当时玉琪说她在老家的父亲心血管阻塞,急须开刀做心脏支架,虽然健保有负担部分医疗费用,但光一支支架就要七、八万,加上住院费用,她实在付不出那笔自付额,只得向公司借贷。
而公司当然也不是傻瓜,得有人愿意担保才肯出借这笔钱,于是在玉琪的苦苦哀求下,她一时心软便答应……
天啊!她记得陈伯伯开刀的事,却差点忘了自己是担保人的部分。
毁了!该不会就是这笔贷款出包了吧?
万一真是如此,这可该怎么办才好?
「我不清楚她拿那笔钱去做什么,我只知道你是那笔借款的连带保证人。
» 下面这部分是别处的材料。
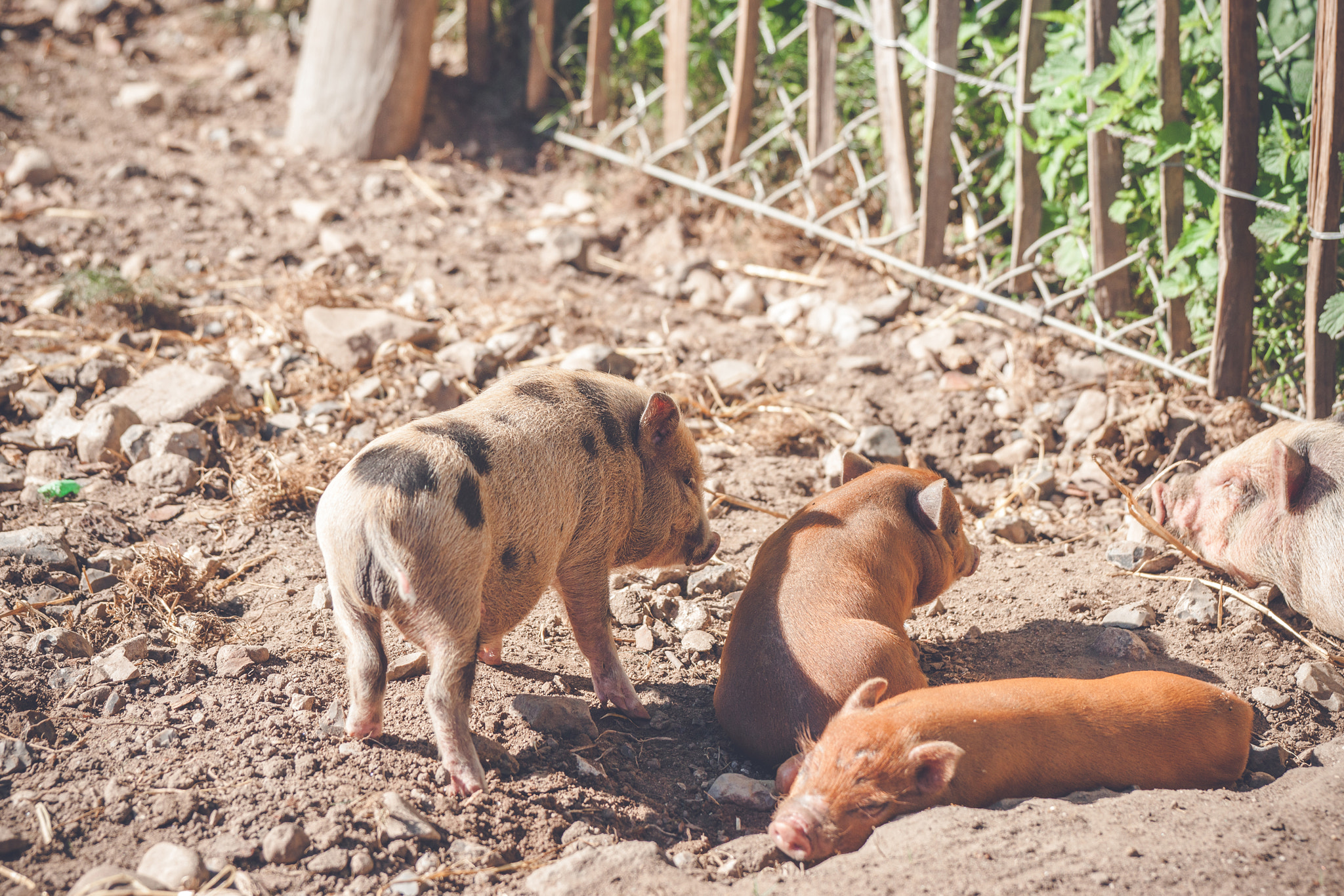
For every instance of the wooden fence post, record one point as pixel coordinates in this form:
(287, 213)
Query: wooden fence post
(539, 55)
(822, 83)
(1026, 213)
(479, 41)
(1172, 178)
(744, 81)
(940, 98)
(1105, 169)
(677, 61)
(1323, 203)
(894, 115)
(598, 61)
(1230, 363)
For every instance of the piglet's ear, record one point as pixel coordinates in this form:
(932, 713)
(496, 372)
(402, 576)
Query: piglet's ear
(866, 696)
(855, 465)
(1288, 474)
(928, 506)
(660, 418)
(933, 765)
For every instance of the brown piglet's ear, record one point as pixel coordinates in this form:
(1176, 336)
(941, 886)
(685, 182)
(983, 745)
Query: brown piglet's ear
(660, 418)
(1290, 472)
(866, 696)
(928, 506)
(933, 765)
(855, 465)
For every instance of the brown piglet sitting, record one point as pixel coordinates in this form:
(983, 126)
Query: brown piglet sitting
(827, 603)
(973, 744)
(1269, 512)
(455, 524)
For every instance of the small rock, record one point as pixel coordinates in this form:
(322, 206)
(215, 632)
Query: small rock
(879, 443)
(408, 665)
(1269, 697)
(64, 642)
(144, 97)
(1323, 683)
(733, 378)
(559, 716)
(1120, 644)
(721, 578)
(331, 861)
(1132, 615)
(1011, 528)
(405, 821)
(698, 641)
(1198, 605)
(347, 338)
(167, 473)
(745, 792)
(174, 866)
(30, 165)
(595, 356)
(41, 546)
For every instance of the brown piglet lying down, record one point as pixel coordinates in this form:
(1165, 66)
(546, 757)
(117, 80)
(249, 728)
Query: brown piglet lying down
(973, 744)
(453, 525)
(827, 603)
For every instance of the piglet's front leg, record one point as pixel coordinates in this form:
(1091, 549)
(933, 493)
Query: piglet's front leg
(586, 598)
」
「那……既然钱是她借的,你去找她要啊!找我干么?」莫名其妙嘛!既然玉琪是他公司的员工,找她应该不难,更何况他都能找到身为室友的她了……等等,她突然想起,自己已经好几天没见到玉琪了。
难道玉琪包袱款款落跑了?!
OH MY GOD!不会吧?她不会那么倒霉吧?
她越想心越惊,心头像吊了十五个水桶般七上八下。
「要是找得到她,我当然会直接找她,但是她留下的联络方式是假的,包括她南部的老家,所以不得已之下,我只好找上你。」
他也很同情她,但是帮人做保就是一个字「呆」,签了字就得负全部的责任,不论是江湖道义或法律上都一样,绝对无法规避责任。
「本来这事该由公司的总务部门出面处理,不过既然我们曾经是同学,我也想跟你叙叙旧,所以就亲自跑这一趟。」
叙旧?有人用这么刺激的方式叙旧吗?她的脸色像沾到漂白水的牛仔裤般迅速刷白,整颗脑袋晕沉沉的不知所措。
怎么会变成这样?她跟玉琪的感情不是很好吗,为什么她会做出这种陷害她的事情来呢?她一直将玉琪当成自己的亲姊妹啊!
她口干舌燥、手心冒汗,无意识的舔了舔自己干燥的唇瓣,完全不晓得该如何面对这样的状况。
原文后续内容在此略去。